CPH: DOX (documentary film festival) introduced this year a week conference with a wide range of speakers from the industry, art scene, science, etc.
I attended one day of the conference under the headline Art, Technology & Change.
Computer Says NO
Speaker: Matthew Stender, Tech Ethicist, Germany
Artificial intelligence (AI) now drives decision making processes for human resource departments, police forces, and financial institutions. As technology advances, increased transparency and oversight is needed to evaluate and audit AI systems and their outcomes. In the pursuit of an algorithmic governance framework that is free of bias, should we look to the future or the past?
Matthew talked about the ethical challenge in the light of artificial intelligence.
By 2029 computer will have a human level of intelligence. It raises frightening and fascinating future’s prospects what will be the governance role and responsibility?
He mentioned Jerry Kaplan, who I just googled and found this quote:
We need to develop engineering discipline of computable ethics, and we need to have course sequences at our engineering schools that teach how to get machines to behave appropriately in a wide variety of new circumstances.
Matthew also mentioned Kate Crawford for talking about the hidden biases in big data. Need further investigation.
Inside Syria’s Secret Prison
Speaker: Christina Varvia, Researcher & Project Coordinator, Forensic Architecture, UK
Stories emerged in January that 13.000 have secretly been hanged in Syria’s notorious prison, Saydnaya, a journalistic no-go-zone. Now ex-detainees have collaborated with Amnesty International and Forensic Architecture, a multidisciplinary team consisting of architects, scientists, artists, and journalists, to build an accurate model of the prison based on 3D architectural modeling and ear-testimony to cast light in Syria’s hellish torture prison.
This project affected me a lot; the cruel subject of the story and the way of working with memories. Christina explained how the former prisoners remembered scale and construction by using their body as a measuring device and their experience of acoustics. Those horrifying memories and a single satellite photo made them able to modeling the prison and populate it with shadow like prisoners.

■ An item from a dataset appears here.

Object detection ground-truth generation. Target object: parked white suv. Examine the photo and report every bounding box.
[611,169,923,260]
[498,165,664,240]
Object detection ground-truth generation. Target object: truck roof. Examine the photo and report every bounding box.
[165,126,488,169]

The unreal location and characters were carrying not only a story for people like me, but it also helped the former prisoners to find a way through the trauma while building the place in cooperation with the project team.

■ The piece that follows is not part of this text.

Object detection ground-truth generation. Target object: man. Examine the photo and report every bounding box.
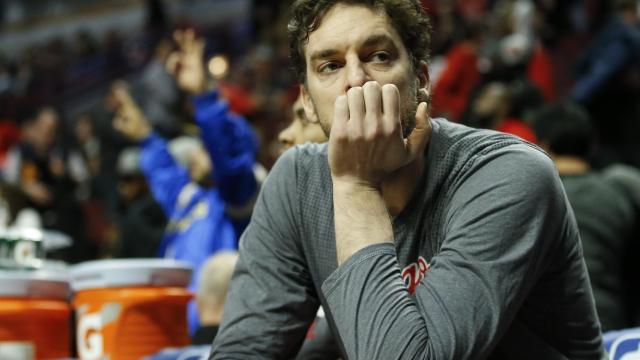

Journalism in the 21st-Century
Speaker: Francesca Panetta, Executive Editor, Virtual Reality, Guardian, UK
What once was a newspaper now exists on paper, online, on mobile, and on a device strapped to your head. What is a newspaper now? How important is keeping up with technology to their future? And how does journalism change across different platforms? Including a projected preview VR walk-through of a brand-new film.
Speaker: Ram Devineni, Producer/Director, Rattapallax, USA / India
Ram Devinini will demonstrate how the low-tech art of comic books and street art, with high-tech interactivity of Augmented Reality, has been used to confront the sensitive issue of gender-based violence in India, with a live demo of the AR experience that can also be seen in the exhibition at Charlottenborg.
Can Artificial Intelligence Be Creative?
Speaker: John R Smith, IBM Fellow and Manager of Multimedia and Vision at IBM T. J. Watson Research Center, USA
IBM’s Research & Development team created the trailer for the thriller Morgan by analyzing more than 100 horror film trailers. It shows how AI might be used in the creative industries and explores whether creativity can be analyzed and recreated methodically.